Responses of rabbits to 0.1 ml. inoculums of the Shope papilloma virus

Text-figure 4. Responses of rabbits to 0.1 ml. inoculums of the Shope papilloma virus-see text. Data of (IB).

Responses of BALB/c mice inoculated when 1 or 2 days old

Text-figure 5. Responses of BALB/c mice inoculated when 1 or 2 days old with 0.1 ml. volumes of various dilutions of the Moloney leukemia virus-see test. Preliminary analysis of data made at the 5th month of an experiment still in progress. Data kindly supplied by Dr. J. B. Moloney of the National Cancer Institute. [See (11) for final analysis of the results of this experiment.

As may be seen, this leukemia virus can be diluted at least 2,000-fold and will still induce leukemia in 100 percent of the test mice. Since the volume of the diluted virus used for inoculating young mice is only 0.05 to 0.1 ml., the virus derived from 1 gm. of leukemic tissue would be sufficient for the inoculation of 20,000 to 40,000 animals. The production of large numbers of indicator tumors with this virus should therefore be as practical as with the Rous sarcoma virus.

Papillomas produced by the Shope virus have not been used for systematic screening purposes. Possibly the reason for this is that it is a benign wart, and no one is particularly interested in curing benign warts. However, it is not an ordinary wart since it usually persists, rather than undergoing retrogression after a short time as do similar lesions of other species. Most important are the facts that: (1) The virus is of the deoxyribonucleic acid (DNA) type (14); (2) it is found primarily in the nuclei of the papilloma cells (15), and (3) these benign virus lesions frequently undergo transformation to malignant cancers (16). Compounds that would stop the benign lesions might, therefore, have an important bearing on the prevention of cancer, since they would give a clue to the types of substances that are capable of attacking DNA-type viruses in an intranuclear location, and they would remove the precancerous soil, on a basis of which malignancy may later develop.

Since there is evidence that some chemotherapeutic agents are more effective against tumors produced by weaker doses of virus (17), it would seem desirable to use for the induction of indicator tumors the weakest doses that will produce tumors in all, or most, of the test animals inoculated. As already pointed out, this is also the dose desired for the conservation of seed virus. When the responses to such doses are measured in weeks, or months, as with the mouse leukemia virus, preliminary information such as that illustrated in text-figure 5 is essential for the efficient scheduling of the animal inoculations, the times for initiating routine examinations for tumors, and the use of animal caging facilities.
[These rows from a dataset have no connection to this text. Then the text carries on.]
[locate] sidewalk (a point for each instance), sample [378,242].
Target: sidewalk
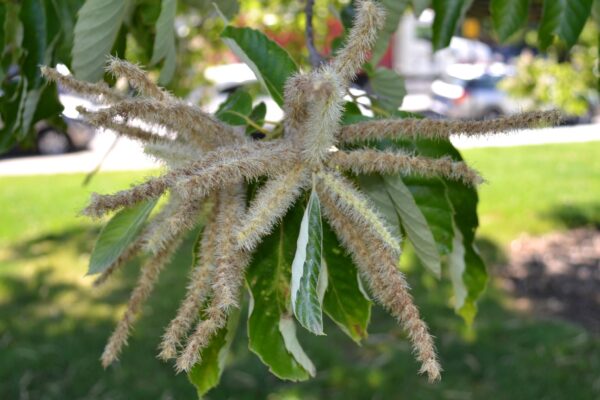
[128,155]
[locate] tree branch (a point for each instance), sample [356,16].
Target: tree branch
[315,58]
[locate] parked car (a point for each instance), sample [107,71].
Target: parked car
[470,92]
[73,135]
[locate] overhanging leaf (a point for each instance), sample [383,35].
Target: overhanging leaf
[309,279]
[237,106]
[206,374]
[563,18]
[96,29]
[414,223]
[271,64]
[374,187]
[164,41]
[463,200]
[33,18]
[118,234]
[508,16]
[419,6]
[448,14]
[388,88]
[271,331]
[257,116]
[345,301]
[430,197]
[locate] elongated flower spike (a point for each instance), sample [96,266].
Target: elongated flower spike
[206,158]
[412,128]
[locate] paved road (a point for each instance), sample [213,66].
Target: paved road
[128,155]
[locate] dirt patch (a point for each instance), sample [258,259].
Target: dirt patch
[558,274]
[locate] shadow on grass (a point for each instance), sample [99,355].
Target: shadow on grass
[576,216]
[53,330]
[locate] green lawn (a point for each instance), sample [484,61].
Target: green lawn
[53,325]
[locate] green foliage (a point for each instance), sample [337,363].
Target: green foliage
[286,278]
[570,84]
[508,16]
[271,331]
[80,34]
[164,43]
[271,64]
[448,14]
[236,109]
[206,374]
[309,278]
[98,24]
[117,235]
[564,19]
[345,301]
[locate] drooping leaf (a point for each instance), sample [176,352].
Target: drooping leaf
[508,16]
[563,18]
[419,6]
[474,276]
[118,234]
[237,106]
[393,12]
[271,329]
[388,88]
[448,14]
[345,301]
[206,374]
[168,69]
[414,223]
[463,200]
[96,29]
[164,41]
[430,197]
[33,18]
[374,186]
[309,279]
[257,116]
[271,64]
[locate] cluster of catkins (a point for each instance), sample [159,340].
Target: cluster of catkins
[208,164]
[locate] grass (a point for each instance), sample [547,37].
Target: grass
[53,325]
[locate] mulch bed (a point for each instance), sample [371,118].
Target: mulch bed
[557,274]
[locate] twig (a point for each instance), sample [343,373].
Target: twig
[315,58]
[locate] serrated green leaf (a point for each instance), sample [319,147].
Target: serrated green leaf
[414,223]
[258,114]
[508,16]
[393,12]
[563,18]
[271,331]
[118,234]
[474,276]
[374,187]
[165,30]
[97,26]
[168,69]
[33,18]
[345,301]
[463,200]
[448,14]
[430,196]
[388,88]
[309,279]
[419,6]
[206,374]
[271,64]
[237,106]
[164,41]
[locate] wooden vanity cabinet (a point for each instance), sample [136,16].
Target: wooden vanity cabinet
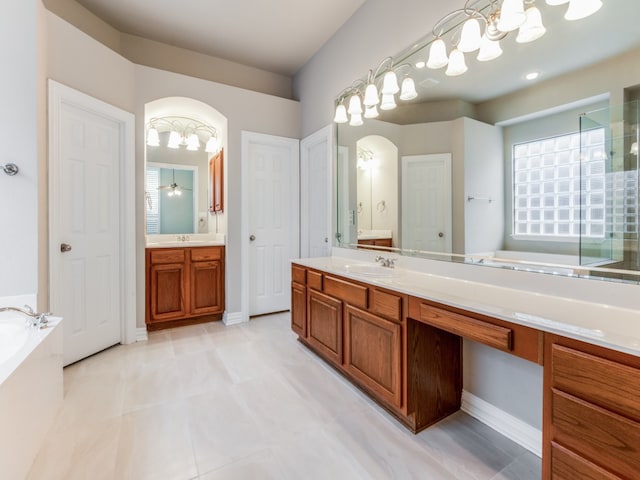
[299,301]
[360,330]
[166,284]
[591,418]
[184,285]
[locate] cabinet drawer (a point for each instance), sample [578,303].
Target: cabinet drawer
[200,254]
[351,293]
[608,384]
[386,305]
[567,465]
[298,274]
[484,332]
[167,255]
[314,280]
[596,434]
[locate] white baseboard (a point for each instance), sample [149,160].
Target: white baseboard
[232,318]
[511,427]
[141,334]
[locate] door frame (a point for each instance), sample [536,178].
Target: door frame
[324,135]
[293,145]
[60,95]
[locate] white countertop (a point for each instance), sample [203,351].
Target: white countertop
[186,240]
[188,243]
[600,324]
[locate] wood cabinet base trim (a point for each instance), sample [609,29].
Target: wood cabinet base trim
[183,322]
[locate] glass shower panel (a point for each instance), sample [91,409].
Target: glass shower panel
[609,187]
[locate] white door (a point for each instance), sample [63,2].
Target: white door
[86,247]
[426,203]
[315,194]
[271,166]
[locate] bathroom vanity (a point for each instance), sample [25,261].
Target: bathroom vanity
[397,335]
[184,285]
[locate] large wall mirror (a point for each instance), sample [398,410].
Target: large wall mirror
[184,176]
[455,174]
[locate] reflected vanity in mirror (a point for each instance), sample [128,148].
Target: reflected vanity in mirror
[550,191]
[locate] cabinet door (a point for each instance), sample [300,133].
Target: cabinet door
[325,325]
[373,354]
[167,285]
[299,309]
[207,287]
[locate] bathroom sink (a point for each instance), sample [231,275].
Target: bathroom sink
[370,270]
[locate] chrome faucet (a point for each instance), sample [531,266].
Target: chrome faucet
[386,262]
[36,320]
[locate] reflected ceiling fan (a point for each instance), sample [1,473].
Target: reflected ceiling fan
[173,188]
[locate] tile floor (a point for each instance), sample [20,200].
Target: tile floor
[249,402]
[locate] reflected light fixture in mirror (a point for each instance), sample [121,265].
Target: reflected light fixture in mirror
[183,131]
[366,93]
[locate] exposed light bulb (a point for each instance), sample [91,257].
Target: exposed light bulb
[532,29]
[388,102]
[371,95]
[356,120]
[371,112]
[355,107]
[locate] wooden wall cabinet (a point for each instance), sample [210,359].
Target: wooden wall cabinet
[184,285]
[216,182]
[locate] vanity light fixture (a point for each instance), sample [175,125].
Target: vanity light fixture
[366,94]
[183,132]
[498,21]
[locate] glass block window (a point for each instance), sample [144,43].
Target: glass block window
[152,200]
[546,186]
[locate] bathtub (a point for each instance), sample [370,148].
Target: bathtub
[31,386]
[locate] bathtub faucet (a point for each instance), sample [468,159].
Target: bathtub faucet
[36,320]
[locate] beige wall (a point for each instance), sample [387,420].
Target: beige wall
[159,55]
[79,61]
[18,133]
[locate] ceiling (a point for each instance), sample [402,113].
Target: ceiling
[279,36]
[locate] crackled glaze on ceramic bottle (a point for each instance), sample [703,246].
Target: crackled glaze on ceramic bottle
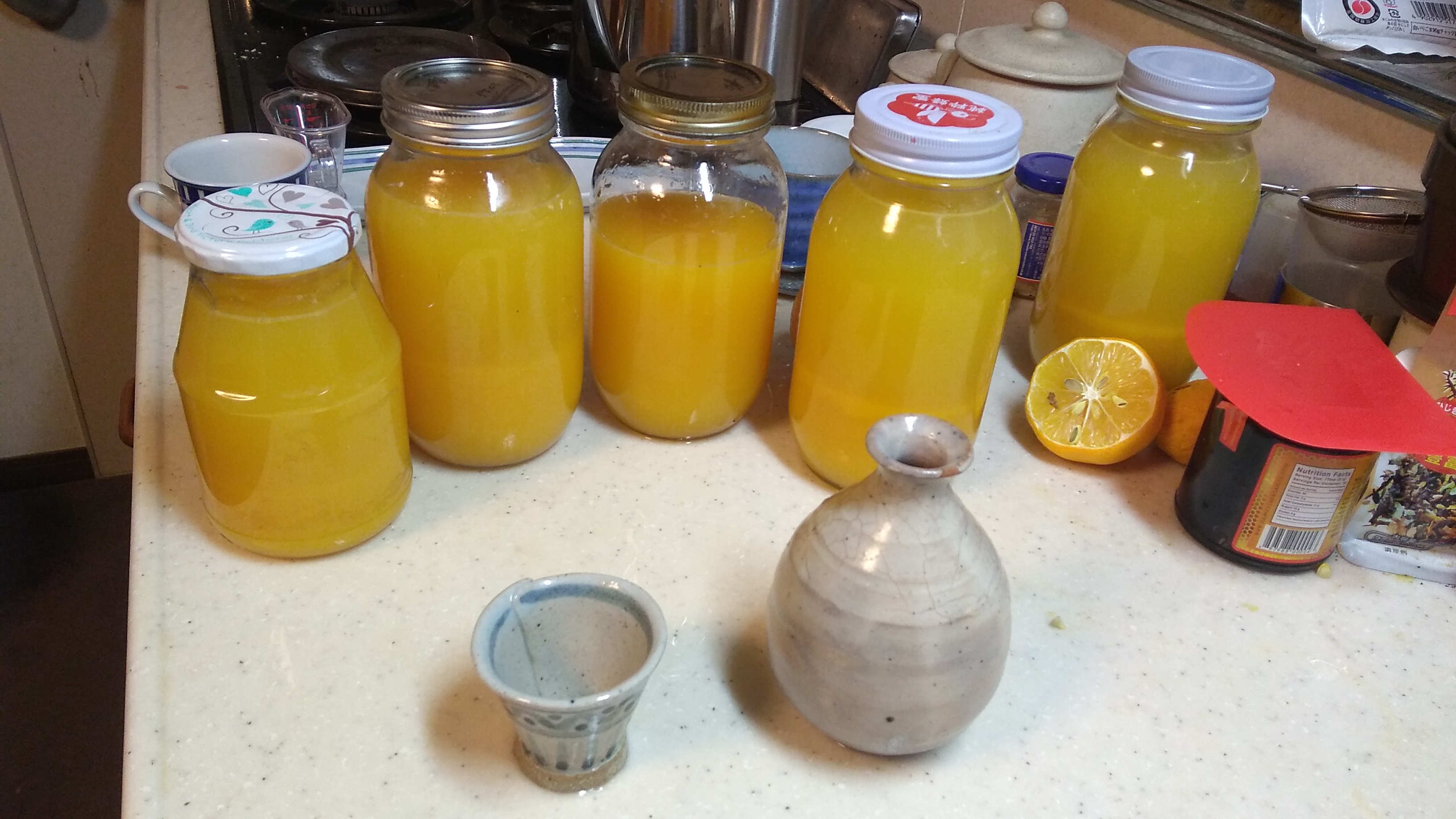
[890,612]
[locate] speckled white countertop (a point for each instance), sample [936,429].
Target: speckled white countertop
[1181,686]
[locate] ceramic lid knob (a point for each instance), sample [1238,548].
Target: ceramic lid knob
[1042,53]
[1050,17]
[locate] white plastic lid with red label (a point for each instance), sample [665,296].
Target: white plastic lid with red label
[937,130]
[267,229]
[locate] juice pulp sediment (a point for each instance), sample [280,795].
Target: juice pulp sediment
[905,298]
[1152,222]
[683,294]
[294,403]
[480,260]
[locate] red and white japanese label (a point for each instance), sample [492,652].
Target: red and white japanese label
[941,110]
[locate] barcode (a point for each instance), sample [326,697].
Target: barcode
[1292,541]
[1435,12]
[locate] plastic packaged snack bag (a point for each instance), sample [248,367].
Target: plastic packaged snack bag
[1394,27]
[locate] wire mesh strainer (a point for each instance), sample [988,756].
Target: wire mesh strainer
[1363,223]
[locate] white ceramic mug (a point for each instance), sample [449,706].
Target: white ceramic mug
[217,164]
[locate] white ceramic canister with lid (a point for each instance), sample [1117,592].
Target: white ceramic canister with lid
[1060,82]
[289,372]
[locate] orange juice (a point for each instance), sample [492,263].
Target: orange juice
[683,292]
[1152,223]
[480,261]
[905,296]
[293,397]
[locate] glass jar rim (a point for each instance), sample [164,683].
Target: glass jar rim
[468,103]
[696,95]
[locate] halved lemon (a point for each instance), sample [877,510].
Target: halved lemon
[1096,401]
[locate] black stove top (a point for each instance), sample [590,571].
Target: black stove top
[254,37]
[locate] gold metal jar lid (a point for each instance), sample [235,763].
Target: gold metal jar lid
[696,95]
[468,103]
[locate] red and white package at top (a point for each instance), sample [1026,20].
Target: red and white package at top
[1394,27]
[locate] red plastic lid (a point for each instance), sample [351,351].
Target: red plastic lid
[1318,376]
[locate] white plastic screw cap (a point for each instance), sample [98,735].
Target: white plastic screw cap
[1196,83]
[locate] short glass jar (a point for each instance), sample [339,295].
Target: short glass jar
[909,274]
[289,372]
[686,241]
[476,240]
[1036,193]
[1158,206]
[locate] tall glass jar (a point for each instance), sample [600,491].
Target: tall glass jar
[688,232]
[1158,206]
[910,272]
[476,238]
[289,373]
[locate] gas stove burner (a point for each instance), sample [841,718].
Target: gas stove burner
[536,28]
[369,9]
[352,14]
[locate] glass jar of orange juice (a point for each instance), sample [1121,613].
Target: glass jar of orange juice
[1157,207]
[688,231]
[910,272]
[476,238]
[289,372]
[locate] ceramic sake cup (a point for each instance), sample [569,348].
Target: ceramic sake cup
[570,658]
[811,161]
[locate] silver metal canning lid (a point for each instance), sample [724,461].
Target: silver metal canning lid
[468,103]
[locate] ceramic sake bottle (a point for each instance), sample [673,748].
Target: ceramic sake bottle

Finally, since it is probable that the variations in individual latent periods among animals inoculated with the same dose of virus are associated to some extent with differences in individual test-animal susceptibilities (6, 18), it may be possible to reduce the variations among animals in autonomous chemotherapeutic tests by selecting cohorts of indicator tumors appearing within successive, relatively short intervals of time, the animals being divided within cohorts, at random, into control and test groups for the independent tests. The accumulative frequencies with time, such as those shown in text-figures 3 to 5, would permit the advanced planning of appropriate cohort intervals for a given virus-host system. It has already been established that the tumors which appear earliest in groups of animals inoculated with strong doses of virus yield the largest quantities of recoverable virus on extraction (6, 19-21). Such selected tumors are now commonly used for increasing the potency of virus strains through successive passages (6, 11, 19-22), and for maintaining high levels of virus in source tumor tissues (0, 19-21). It seems likely that this same relationship may hold also for tumors produced by the weaker doses used in chemotherapeutic tests, and that the precision of antitumor responses may in some instances be increased by the cohort segregation procedure proposed.